Both of my in-laws, 2nd generation Japanese-Americans living in California, were interned with their families losing everything. As were many of the interned J-A men, my FIL was given the opportunity to show his loyalty to the US by joining the Army in exchange for his release. He served as Occupation Forces, actually entering Hiroshima.
Japanese-American, not Japanese. The distinction is that these were American citizens and residents, different from the Japanese that America was at war with
I think there should be a name assigned to this atrocity. So many are completely unaware this was done to Americans.
It would have to be something that captures the atrocity without offending the Jewish population though (cant appear to be competing with the Holocaust).
Maybe “The Betrayal.” How does that sound?
Reading these comments infuriates me.
Those poor people.
My family lost everything, both sides all of the extended family. My mom was 3 my dad was 6 when they were Interned in Topaz and Minidooka respectively from Florin CA and Seattle WA. My maternal grandmother was born in Seattle 1909, paternal great grandfather immigrated 1889. Some neighbors looked out for those Interned property, most was confiscated especially in northern California. It’s like being in jail they couldn’t do anything. Then before the war ended and they realized maybe these people aren’t our enemy after all they let them go with a train ticket. The army told my family to go east, no ones likes you back “home”. They went to Chicago which was a very welcoming city at the time and is where I am now
Just as an interesting side note: in Seattle’s International district there is a hotel with a tea room, and in that tea room there is a glass floor that looks down into their basement. That basement is loaded with personal belongings left by Japanese residents heading off to internment and never recovered. Some didn’t have the means to return, some died, most had no home here anymore and never came back.
It’s extremely sobering.
About 15 years ago I lived next door to an elderly couple who had both been interned. They had about 13 acres (if I’m remembering correctly) that he had inherited from his family. It had been in the family for three generations. The neighborhood had saved their farm for them, but also paid themselves by taking some of their land, leaving them with the thirteen acres in the end.
Most people were just plain robbed.
Except for those helped by the Quakers and like minded folks, they just “lost” their homes and businesses. In some cases neighbors helped them. But that was the exception, not the rule.

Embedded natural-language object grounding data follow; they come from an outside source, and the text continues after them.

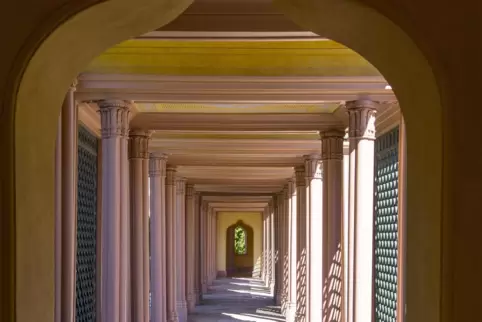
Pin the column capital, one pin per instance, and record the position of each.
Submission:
(139, 144)
(114, 118)
(181, 185)
(190, 192)
(300, 175)
(157, 165)
(170, 175)
(361, 118)
(332, 145)
(312, 170)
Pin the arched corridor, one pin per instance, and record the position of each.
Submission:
(162, 136)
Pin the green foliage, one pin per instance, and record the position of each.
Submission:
(240, 247)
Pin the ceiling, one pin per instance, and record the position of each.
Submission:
(235, 95)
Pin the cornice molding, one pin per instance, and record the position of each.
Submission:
(231, 89)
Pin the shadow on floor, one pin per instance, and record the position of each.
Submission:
(237, 299)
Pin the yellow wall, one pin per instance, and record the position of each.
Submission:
(226, 219)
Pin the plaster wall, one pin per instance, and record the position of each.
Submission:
(226, 219)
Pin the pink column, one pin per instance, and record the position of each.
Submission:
(301, 225)
(181, 249)
(264, 270)
(272, 247)
(171, 271)
(332, 163)
(208, 246)
(292, 261)
(278, 247)
(190, 247)
(125, 230)
(115, 238)
(314, 231)
(197, 247)
(138, 153)
(58, 223)
(204, 247)
(157, 173)
(362, 148)
(68, 178)
(285, 248)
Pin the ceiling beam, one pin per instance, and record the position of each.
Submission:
(231, 89)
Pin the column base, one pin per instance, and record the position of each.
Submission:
(182, 311)
(172, 317)
(191, 302)
(291, 312)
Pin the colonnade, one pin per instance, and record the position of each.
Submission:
(306, 254)
(158, 236)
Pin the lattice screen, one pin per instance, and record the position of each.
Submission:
(386, 226)
(86, 227)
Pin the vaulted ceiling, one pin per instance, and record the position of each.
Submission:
(235, 94)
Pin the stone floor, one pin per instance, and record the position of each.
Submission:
(237, 299)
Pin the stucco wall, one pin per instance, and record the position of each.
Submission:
(226, 219)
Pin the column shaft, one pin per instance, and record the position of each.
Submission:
(204, 247)
(181, 249)
(301, 225)
(272, 247)
(332, 271)
(138, 154)
(314, 246)
(157, 173)
(114, 125)
(171, 271)
(292, 242)
(197, 242)
(361, 137)
(190, 247)
(68, 178)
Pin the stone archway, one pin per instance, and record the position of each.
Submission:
(74, 41)
(239, 264)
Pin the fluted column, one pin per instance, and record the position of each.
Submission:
(285, 248)
(204, 247)
(138, 154)
(292, 242)
(197, 239)
(332, 270)
(361, 133)
(278, 222)
(272, 247)
(157, 174)
(68, 220)
(314, 246)
(301, 224)
(190, 247)
(171, 234)
(181, 249)
(115, 211)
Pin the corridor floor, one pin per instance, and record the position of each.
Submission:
(237, 299)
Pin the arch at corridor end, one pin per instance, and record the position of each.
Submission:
(68, 49)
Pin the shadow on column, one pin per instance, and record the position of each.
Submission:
(332, 288)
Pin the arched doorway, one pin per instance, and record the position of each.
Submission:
(239, 250)
(60, 56)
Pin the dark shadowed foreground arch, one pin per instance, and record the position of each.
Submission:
(239, 264)
(70, 47)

My grandparents had Filipino friends that looked after their house and farmland while they were away. Because of that they got to keep both after the war.
However, those “friends” also dug up all their valuables they’d hidden in the basement, including the family katana…
Short answer: 99% of them lost everything, except what they could fit in their suitcase. Once they left the camps, most started over from zero.
Japanese Americans. They were US citizens.
Their stuff was stolen and sold at auctions.
If you can ever make it, go here: Japanese Americans at Manzanar – Manzanar National Historic Site (U.S. National Park Service)
You’ll learn a lot about this shameful period in US history.
They lost their homes, businesses, and savings. Most had 48 hours to evacuate. Mortgages went unpaid, possessions were stolen or sold for pennies, and the government offered zero protection. imagine being imprisoned by your own country for your ethnicity and coming back to nothing. That’s what happened.
Most Japanese Americans lost their homes, businesses, and belongings. They had to sell everything in a hurry for pennies or leave it behind. While they were in camps, they could not work conventional jobs, so it was almost impossible to pay rent or mortgages many lost their property through default.
There is a cool novel about this called Hotel on the Corner of Bitter and Sweet and it’s about the Panama hotel near the International District in Seattle. When the hotel was reopened after many years they found many possessions of Japanese families who were allowed to store them there in the basement and you can see them through some plexiglass in the floor there still.